PM's 'standoff' with EU could 'devastate' NI farming

With the PM now having visited the region, farmers are asking him to 'seriously consider the full implications' of his Brexit strategy (Photo: Simon Dawson/POOL/EPA-EFE/Shutterstock)
With the PM now having visited the region, farmers are asking him to 'seriously consider the full implications' of his Brexit strategy (Photo: Simon Dawson/POOL/EPA-EFE/Shutterstock)

The Prime Minister's 'standoff' with the European Union could 'devastate' the Northern Irish sheep industry, farmers fear.

Boris Johnson has been warned of the vulnerability of the sheep sector in Northern Ireland following his visit to the region on Wednesday (31 July).

The damage of a no-deal Brexit could be felt strongly in Northern Ireland where the supply chain functions and flows across the entire island of Ireland regardless of borders.

The National Sheep Association (NSA) said a hard border across Ireland would not only be politically unsettling but would cut through businesses and farmers livelihoods.



Many Northern Irish producers rely on abattoirs in the south as Northern Ireland does not have the manpower to slaughter all of the animals produced.

NSA Northern Ireland Officer Edward Adamson said: “WTO rules mean animals can only be exported across borders if they are going for breeding purposes.

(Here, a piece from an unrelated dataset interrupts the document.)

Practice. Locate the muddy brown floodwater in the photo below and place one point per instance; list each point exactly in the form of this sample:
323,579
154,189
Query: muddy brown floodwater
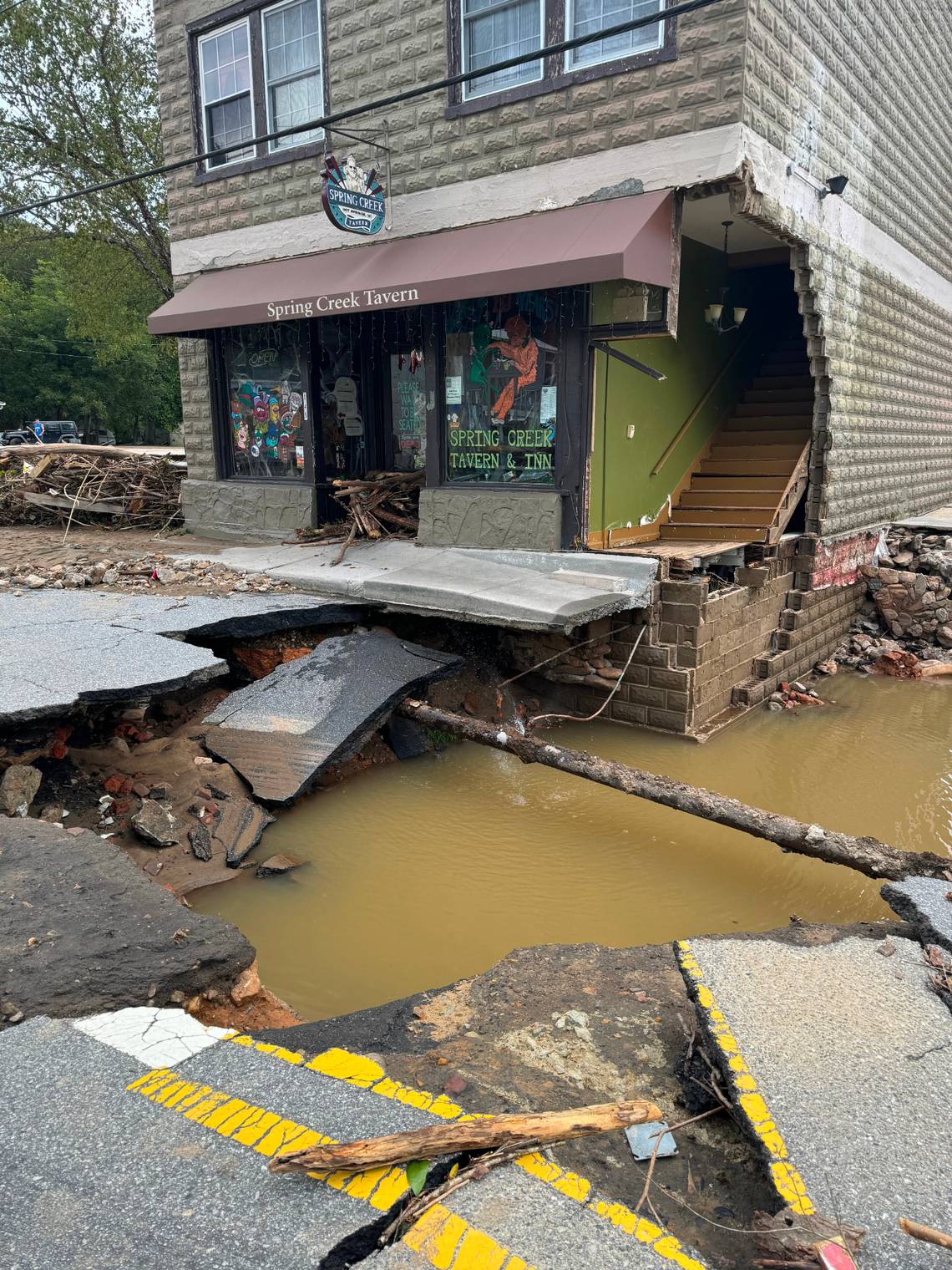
427,871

“It seems likely that Northern Irish farmers would no longer be able to send their animals to the south for slaughter, and those slaughtered in the north would have to meet tariffs to be sold in the south.

“This would be devastating for the region and could easily lead to a swift and conclusive collapse of rural communities in Northern Ireland,” Mr Adamson said.

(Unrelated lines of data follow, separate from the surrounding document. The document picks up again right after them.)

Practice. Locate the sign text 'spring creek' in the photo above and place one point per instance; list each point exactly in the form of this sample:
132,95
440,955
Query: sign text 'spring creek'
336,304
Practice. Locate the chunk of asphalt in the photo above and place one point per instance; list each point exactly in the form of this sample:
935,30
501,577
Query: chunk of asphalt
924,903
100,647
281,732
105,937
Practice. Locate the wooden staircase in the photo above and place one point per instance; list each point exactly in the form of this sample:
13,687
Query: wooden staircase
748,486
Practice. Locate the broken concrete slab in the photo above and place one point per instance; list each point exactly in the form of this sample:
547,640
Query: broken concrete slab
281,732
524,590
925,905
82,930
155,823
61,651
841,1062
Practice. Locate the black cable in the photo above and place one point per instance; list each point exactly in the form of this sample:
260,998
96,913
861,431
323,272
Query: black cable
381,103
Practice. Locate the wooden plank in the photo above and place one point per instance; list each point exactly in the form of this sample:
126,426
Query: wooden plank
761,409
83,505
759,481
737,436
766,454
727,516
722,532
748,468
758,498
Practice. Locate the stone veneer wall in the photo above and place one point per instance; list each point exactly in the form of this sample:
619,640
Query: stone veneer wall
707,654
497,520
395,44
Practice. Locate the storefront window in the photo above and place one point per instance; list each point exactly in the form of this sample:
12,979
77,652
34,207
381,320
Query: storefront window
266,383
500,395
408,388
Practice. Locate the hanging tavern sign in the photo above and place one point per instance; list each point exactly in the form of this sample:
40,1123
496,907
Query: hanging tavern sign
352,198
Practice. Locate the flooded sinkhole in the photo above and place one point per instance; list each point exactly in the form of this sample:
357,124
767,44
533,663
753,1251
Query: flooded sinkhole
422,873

With the Prime Minister now having visited the region, NSA has asked him to consider the implications of his current direction regarding Brexit.

Mr Johnson has also been urged to recognise the 'devastating effects' a no-deal would have on the sheep industry there.

Mr Adamson added: “Based on his recent conversation with the Republic of Ireland's Prime Minister Leo Varadkar it seems extremely likely we will get a no-deal and that is catastrophic.

“We won’t have anywhere to go with our lambs with WTO tariffs, to put it simply - we can’t survive.

“Mr Johnson doesn’t seem to recognise the sensitivity of the region and hasn’t made many friends this week as he only met the DUP cohort of Northern Irish politicians for dinner ahead of his visit – but not others.



“A blundered policy of do or die is in no way acceptable to the people here and our farmers will be ruined if he remains determined to stick to that policy,” he said.

The NSA said a hard border is 'not an acceptable situation' and Northern Irish farming would be 'damaged beyond recognition'.